Des sociétés offshores pour échapper à l’impôt ?

Les offshores reviennent sur le devant de la scène de l’investissement des contribuables afin d’échapper à l’impôt. Ces structures sont immatriculées à l’étranger, dans une juridiction ou un État où la fiscalité est faible. Ce sont tout de même des montages financiers complexes qu’il est difficile de savoir si ces structures sont légales ou pas. Tour d’horizon sur ces sociétés expatriées à l’étranger !

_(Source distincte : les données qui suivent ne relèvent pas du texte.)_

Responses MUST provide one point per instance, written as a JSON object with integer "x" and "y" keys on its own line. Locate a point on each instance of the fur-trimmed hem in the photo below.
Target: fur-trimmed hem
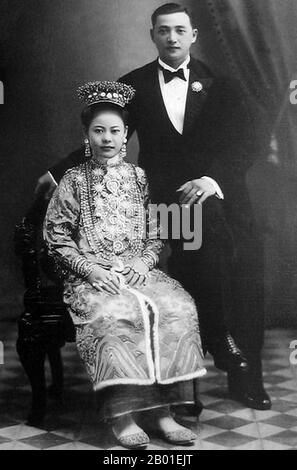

Société offshore : définition

Une société offshore est une structure immatriculée à l’étranger puisque offshore signifie littéralement hors du territoire. Mais, on ne choisit pas n’importe quel pays étranger. On choisit un pays où la fiscalité est faible, permettant de réaliser de grands montages financiers. En plus, cela doit être un territoire respectant la règle du secret bancaire. Cela doit être un pays qui refuse tout échange d’informations avec d’autres pays. Parmi ces territoires, on peut citer le Panama, les Seychelles et les îles Vierges britanniques. Le gouvernement reste sceptique sur la position de ces États concernant ce refus de coopération. Il pense que ces structures font preuve de fraude fiscale. Malgré ce manque de coopération, il reste toutefois difficile pour le gouvernement de contrôler la fiscalité de ces sociétés. En effet, ces sociétés offshores peuvent être tout aussi bien une structure vide qu’une société à activité commerciale bien déterminée. C’est le premier cas qui inquiète le gouvernement, dans la mesure où le compte offshore est utilisé uniquement pour gérer un compte bancaire et abriter des fonds.

Les sociétés offshores peuvent-elles être légales ?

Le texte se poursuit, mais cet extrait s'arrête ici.